Los Angeles. Los Angeles Police Department (LAPD) Mission Division Detectives are warning San Fernando Valley Spanish-speaking residents about con artists who trick victims in lotto ticket schemes.
Mission Division Robbery Detective, Marc Madero warns that theft by trickery is becoming a crime that is being reported more often than in previous years. Mission Division usually sees about six to eight a year but this year we are seeing a significant increase, with two in the last week and four in the last month.
Elderly Spanish speaking citizens are the primary target. The scam artists have been Spanish-speaking men or women who approach the unsuspecting victim and ask them to cash a winning Lotto ticket. They tell the victim they can’t claim the winning ticket because they are illegal. The con artists convince the victims to help by redeeming the winning ticket, then splitting the prize.
The con artist also convinces the victims to put up money as a show of good faith. The ticket is counterfeit and the con artist makes off with the good-faith money.
Victims have reported being tricked into giving $1,000 at a time. In several instances when the victim had no cash, the con artist suggests the victim put up jewelry instead of the money.
Detectives are offering the following tips to protect the public from these scams.

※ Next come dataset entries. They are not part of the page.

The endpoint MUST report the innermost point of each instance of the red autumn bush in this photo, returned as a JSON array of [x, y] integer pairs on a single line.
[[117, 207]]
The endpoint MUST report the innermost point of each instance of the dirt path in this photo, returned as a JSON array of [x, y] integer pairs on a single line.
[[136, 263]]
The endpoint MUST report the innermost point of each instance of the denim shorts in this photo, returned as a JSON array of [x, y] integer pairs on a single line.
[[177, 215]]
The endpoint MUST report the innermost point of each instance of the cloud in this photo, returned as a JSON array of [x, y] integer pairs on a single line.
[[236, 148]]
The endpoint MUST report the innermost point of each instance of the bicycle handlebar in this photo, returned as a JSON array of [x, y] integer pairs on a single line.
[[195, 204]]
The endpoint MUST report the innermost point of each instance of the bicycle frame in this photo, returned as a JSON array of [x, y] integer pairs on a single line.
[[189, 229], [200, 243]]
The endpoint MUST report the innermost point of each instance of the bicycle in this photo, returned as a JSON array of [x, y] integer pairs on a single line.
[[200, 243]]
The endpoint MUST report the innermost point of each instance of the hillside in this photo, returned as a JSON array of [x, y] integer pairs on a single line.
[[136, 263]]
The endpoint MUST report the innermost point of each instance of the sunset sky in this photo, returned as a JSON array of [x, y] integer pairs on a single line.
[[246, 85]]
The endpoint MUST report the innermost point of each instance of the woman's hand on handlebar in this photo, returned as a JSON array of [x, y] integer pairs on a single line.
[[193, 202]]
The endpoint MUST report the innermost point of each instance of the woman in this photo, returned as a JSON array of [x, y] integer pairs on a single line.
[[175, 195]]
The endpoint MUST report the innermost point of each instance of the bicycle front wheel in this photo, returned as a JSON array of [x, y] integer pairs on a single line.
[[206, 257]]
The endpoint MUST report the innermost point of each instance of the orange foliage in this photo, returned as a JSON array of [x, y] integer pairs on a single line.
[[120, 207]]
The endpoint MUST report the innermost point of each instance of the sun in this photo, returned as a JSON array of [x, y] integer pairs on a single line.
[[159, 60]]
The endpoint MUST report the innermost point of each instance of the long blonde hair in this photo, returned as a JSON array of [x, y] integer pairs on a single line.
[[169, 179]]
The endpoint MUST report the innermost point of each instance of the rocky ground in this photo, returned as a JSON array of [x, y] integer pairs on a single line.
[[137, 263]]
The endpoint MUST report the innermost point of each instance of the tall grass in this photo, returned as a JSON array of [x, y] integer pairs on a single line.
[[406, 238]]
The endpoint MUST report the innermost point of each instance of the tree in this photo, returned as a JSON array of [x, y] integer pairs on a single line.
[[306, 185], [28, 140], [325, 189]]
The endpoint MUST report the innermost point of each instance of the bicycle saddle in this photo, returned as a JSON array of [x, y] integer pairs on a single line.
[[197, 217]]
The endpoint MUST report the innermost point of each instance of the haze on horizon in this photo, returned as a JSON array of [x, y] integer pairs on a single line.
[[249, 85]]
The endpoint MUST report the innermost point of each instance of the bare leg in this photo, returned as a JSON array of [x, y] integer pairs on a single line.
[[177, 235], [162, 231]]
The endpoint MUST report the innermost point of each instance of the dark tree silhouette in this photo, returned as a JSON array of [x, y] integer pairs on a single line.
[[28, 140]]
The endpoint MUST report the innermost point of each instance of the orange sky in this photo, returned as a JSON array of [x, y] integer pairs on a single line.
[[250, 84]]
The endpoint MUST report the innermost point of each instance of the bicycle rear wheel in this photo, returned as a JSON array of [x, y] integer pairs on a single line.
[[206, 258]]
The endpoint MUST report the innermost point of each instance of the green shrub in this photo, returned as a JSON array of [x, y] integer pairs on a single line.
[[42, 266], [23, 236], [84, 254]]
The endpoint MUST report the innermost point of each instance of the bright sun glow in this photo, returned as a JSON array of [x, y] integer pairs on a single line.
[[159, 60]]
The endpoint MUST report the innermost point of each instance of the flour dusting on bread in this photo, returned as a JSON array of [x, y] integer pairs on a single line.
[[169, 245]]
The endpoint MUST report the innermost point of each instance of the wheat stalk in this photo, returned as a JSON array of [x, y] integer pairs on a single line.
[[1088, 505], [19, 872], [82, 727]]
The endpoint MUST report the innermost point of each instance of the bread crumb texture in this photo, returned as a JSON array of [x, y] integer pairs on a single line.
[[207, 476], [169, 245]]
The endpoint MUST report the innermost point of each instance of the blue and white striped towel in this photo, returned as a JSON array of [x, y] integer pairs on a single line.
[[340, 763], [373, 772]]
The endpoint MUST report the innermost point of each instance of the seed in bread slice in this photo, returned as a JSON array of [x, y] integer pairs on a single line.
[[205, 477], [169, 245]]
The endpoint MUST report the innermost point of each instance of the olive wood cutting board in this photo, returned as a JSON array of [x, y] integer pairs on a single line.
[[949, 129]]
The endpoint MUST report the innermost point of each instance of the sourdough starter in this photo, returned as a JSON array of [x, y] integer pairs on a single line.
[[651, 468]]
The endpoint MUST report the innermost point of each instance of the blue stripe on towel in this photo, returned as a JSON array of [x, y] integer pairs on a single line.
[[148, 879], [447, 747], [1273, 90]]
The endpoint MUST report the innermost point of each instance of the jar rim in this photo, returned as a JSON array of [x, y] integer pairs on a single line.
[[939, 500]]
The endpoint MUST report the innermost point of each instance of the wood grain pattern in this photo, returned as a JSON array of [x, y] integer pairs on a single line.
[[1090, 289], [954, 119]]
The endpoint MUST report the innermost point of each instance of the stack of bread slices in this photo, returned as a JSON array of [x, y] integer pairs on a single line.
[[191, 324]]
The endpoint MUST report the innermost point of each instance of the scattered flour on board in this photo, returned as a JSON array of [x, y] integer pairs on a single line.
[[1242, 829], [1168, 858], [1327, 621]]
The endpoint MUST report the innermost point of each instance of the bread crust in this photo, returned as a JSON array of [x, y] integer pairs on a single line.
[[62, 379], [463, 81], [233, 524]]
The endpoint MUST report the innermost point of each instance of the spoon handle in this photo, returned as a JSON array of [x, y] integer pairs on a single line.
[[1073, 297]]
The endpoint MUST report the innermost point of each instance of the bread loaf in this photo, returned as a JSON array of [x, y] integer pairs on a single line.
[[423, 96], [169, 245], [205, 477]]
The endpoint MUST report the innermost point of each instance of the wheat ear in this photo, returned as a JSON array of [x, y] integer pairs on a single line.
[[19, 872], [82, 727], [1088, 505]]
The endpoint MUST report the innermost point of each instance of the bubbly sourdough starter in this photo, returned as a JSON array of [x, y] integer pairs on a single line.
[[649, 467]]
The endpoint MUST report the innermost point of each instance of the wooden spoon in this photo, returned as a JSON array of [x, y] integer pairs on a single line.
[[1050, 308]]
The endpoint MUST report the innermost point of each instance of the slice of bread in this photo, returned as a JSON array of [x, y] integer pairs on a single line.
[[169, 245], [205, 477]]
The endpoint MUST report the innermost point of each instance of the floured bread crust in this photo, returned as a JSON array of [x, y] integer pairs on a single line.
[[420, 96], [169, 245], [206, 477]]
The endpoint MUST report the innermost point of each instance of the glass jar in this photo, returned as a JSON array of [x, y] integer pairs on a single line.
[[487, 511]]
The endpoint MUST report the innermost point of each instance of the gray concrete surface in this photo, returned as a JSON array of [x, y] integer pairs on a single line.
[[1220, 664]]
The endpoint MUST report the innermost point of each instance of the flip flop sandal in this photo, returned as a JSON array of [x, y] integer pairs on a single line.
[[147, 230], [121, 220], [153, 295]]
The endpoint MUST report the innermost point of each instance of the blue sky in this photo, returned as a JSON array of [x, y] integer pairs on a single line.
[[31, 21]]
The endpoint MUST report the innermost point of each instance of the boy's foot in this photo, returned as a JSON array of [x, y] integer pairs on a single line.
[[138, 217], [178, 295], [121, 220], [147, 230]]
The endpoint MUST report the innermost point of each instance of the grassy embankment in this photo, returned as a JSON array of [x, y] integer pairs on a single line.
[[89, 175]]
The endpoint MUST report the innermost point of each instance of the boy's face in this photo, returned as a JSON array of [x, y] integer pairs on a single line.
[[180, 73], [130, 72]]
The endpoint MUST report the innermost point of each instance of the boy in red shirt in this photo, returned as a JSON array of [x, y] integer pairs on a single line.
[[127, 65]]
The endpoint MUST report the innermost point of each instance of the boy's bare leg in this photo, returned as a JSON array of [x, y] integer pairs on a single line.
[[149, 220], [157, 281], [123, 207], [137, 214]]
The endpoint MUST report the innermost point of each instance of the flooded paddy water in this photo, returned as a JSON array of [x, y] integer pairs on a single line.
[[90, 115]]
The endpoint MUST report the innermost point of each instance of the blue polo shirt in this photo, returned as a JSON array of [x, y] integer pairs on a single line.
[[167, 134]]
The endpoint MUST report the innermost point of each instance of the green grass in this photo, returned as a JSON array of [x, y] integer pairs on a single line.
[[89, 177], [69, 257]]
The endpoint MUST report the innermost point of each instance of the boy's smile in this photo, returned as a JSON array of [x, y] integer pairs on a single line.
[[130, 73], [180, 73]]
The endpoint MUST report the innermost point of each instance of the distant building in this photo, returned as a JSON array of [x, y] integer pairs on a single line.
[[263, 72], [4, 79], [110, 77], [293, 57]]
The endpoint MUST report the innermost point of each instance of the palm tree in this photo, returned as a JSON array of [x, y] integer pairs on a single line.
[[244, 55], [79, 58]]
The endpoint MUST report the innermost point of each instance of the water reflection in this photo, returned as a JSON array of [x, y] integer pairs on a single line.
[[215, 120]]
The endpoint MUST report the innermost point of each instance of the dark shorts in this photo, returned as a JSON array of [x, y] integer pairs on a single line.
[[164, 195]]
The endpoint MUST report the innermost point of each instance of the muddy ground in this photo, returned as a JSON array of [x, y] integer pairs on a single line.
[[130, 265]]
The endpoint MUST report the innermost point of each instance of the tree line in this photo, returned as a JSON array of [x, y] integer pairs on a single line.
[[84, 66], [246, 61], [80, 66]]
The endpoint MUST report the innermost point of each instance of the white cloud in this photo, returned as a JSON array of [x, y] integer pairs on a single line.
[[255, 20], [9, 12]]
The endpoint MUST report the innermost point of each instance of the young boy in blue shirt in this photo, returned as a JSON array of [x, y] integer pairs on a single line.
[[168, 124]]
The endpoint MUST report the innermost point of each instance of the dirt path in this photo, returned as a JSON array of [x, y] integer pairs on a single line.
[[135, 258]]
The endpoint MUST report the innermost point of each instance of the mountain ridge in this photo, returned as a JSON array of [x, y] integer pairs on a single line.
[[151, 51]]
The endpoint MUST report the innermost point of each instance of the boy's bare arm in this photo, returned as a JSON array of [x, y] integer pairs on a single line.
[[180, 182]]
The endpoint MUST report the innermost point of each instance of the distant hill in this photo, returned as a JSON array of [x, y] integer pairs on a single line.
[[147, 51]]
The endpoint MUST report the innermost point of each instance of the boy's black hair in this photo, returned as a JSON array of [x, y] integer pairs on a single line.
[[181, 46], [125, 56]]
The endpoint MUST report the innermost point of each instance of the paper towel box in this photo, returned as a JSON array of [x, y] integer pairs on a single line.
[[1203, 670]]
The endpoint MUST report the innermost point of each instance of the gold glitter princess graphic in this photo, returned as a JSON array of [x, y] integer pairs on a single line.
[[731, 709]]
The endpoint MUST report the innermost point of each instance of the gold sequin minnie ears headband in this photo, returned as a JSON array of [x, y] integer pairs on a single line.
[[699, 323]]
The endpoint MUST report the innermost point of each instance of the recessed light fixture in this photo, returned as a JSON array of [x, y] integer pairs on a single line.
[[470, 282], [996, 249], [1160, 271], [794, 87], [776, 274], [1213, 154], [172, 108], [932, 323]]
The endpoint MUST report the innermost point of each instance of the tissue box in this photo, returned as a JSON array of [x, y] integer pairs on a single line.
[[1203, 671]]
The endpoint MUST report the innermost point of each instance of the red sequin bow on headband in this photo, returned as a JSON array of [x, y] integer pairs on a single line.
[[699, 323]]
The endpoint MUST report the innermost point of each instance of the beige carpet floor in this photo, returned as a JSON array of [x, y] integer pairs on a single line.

The state of California Lotto does NOT require money from the winner to cash
US citizenship is NOT a requirement for winning a lottery prize
If you are approached by a person with such an offer, do NOT fall prey and call police
Anyone with information on this crime is urged to call Detecive Marc Madero, Mission Robbery Unit, at (818) 838-9898. During non-business hours or on weekends, calls should be directed to 1-877-LAPD-24-7 (877-527-3247). Anyone wishing to remain anonymous should call Crime Stoppers at 1-800-222-TIPS (800-222-8477). Tipsters may also contact Crime Stoppers by texting to phone number 274637 (C-R-I-M-E-S on most keypads) with a cell phone. All text messages should begin with the letters “LAPD.” Tipsters may also go to www.LAPDOnline.org, click on “webtips” and follow the prompts.
Det. Madero speaks Spanish and is available for interviews.